Wer hingegen gerade im Genrekino Spiegel der Gesellschaften, die es hervorbringen, sieht, wer Lust an der Interpretation hat, wem die Oberfläche zwar Glanz, das Darunterliegende jedoch das Eigentliche ist, wer gerade glaubt, in der reinen Unterhaltung fände die kulturelle Konditionierung ihren eigentlichen Ausdruck, wer darüber hinaus ein Faible gerade für den amerikanischen Umgang mit Geschichte in cinematischen Kontexten hat, der ist hier bestens aufgehoben.

Kaum ein Genre erfüllt derart deutlich propagandistische Zwecke, wird vom Publikum in derart direkter Wechselwirkung mit dem eigenen (Er)Leben wahrgenommen und bedient dennoch äußerst subtil auch ein vermeintlich kritisches Bewußtsein, welches aber genauso häufig als uneindeutig und ambivalent entlarvt wird, kaum ein Genre erfüllt seine Aufgaben also derart klar und bleibt dennoch permanent ambivalent, wie der Kriegsfilm. Das mag vor allem damit zu tun haben, daß er dem Publikum meist zeitgenössisch begegnet. Abgesehen von historischen Filmen, die bspw. die Napoleonischen Kriege oder solche des Mittelalters darstellen, zeigt der klassische Kriegsfilm meist Konflikte, die entweder gegenwärtig sind – so der propagandistisch genutzte Kriegsfilm während beider Weltkriege – oder aber es werden Konflikte behandelt, die kaum mehr als ein paar Jahre zurückliegen,  bzw. deren meiste Veteranen noch leben dürften – was referenziell sowohl auf die Weltkriege wie auch auf den Vietnamkrieg zutrifft. Der Kriegsfilm muß sich also immer dessen bewußt sein, daß er es mit einem möglicherweise skeptischen Publikum zu tun hat, welches die Darstellung kritisch hinterfragen kann. Ein Publikum, das zugleich nicht hinter das Licht einer zu groben Beschönigung geführt, das aber auch nicht beschimpft oder beleidigt werden möchte.

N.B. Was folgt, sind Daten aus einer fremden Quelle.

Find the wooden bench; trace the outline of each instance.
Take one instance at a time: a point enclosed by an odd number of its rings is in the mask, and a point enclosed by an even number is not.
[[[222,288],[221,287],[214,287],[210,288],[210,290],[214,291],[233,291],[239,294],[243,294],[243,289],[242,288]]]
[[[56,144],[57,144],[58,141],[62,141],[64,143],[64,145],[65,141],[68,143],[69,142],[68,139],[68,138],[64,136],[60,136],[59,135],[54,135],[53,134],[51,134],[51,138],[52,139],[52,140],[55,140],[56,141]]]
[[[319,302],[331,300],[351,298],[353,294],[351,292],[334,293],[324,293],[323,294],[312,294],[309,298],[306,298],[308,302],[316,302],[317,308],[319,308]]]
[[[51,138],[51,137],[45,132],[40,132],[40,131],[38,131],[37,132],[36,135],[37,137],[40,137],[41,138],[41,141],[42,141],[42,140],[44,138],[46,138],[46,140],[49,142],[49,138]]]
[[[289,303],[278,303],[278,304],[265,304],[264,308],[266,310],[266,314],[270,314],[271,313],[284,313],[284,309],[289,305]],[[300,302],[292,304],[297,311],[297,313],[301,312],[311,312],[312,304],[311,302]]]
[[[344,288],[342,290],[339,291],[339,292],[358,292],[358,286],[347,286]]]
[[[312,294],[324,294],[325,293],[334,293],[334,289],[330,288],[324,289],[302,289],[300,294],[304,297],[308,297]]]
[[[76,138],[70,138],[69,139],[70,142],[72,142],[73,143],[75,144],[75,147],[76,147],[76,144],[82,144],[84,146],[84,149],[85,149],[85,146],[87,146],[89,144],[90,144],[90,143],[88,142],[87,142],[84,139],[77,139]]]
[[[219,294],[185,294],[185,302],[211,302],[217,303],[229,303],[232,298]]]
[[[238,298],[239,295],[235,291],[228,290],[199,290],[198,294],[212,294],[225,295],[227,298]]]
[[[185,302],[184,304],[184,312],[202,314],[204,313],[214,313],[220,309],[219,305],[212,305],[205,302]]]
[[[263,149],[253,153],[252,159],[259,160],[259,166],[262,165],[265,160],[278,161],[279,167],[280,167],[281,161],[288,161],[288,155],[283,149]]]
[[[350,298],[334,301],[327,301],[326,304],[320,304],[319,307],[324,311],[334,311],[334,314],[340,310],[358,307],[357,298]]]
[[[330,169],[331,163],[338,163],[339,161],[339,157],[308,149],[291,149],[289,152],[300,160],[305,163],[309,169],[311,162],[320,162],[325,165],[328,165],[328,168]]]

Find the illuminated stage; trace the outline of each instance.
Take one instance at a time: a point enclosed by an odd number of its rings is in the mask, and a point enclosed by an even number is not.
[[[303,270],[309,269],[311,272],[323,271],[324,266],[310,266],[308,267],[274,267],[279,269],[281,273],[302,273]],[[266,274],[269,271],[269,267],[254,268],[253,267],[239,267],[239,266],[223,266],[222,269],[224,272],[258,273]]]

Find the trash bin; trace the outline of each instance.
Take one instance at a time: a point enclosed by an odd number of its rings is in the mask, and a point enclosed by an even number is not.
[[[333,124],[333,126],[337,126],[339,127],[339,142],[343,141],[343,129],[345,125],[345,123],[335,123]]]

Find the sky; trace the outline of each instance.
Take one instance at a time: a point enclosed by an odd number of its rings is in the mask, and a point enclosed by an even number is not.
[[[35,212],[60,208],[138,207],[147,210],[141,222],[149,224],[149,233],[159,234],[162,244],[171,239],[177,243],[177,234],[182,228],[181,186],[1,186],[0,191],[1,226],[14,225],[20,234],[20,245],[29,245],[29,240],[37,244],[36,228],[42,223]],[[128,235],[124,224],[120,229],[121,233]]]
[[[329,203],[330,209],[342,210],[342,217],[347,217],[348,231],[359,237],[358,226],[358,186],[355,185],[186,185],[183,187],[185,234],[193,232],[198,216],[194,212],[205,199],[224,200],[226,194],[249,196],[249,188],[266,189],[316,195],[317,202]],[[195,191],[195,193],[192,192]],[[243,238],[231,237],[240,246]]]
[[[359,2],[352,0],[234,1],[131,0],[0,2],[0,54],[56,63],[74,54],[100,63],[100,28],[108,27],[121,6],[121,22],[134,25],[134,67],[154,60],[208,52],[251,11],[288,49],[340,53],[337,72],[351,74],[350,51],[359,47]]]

Ein Genre wie der ‚Kriegsfilm‘ erfüllt nicht nur einen reinen Propagandazweck, sondern es steht immer mit dem Publikum in Verhandlungen darüber, wie ein Geschehen zu erinnern, zu verarbeiten ist. Und darin eingebettet liegen eine ganze Reihe durchaus auch unangenehmer Fragen. Nach Schuld und Sühne, nach den Verlusten, den Toten. Kriegsfilme sind immer auch weit ausgreifende Panoramen kultureller Verarbeitung gesellschaftlicher Traumata. So sind Filme wie SERGEANT YORK (1941), THE STORY OF G.I. JOE (1945), THEY WERE EXPENDABLE (1945), THE LONGEST DAY (1962) oder, später, APOCALYPSE NOW (1976/79), FIRST BLOOD (1982) oder PLATOON (1986) u.v.a. immer auch Seismographen gesellschaftlicher Stimmungen, wie sie eben auch spezifische Angebote des Gedenkens sind. Sie stehen also nicht nur inhaltlich oder stilistisch als künstlerische Leistung mit dem Zuschauer in Verbindung, sondern auch als Gesamtkunstwerk im Sinne eines Beitrags zum kollektiven Gedenken, der kollektiven Trauer. Sie sind Teil einer Trauer- und Selbstvergewisserungskultur.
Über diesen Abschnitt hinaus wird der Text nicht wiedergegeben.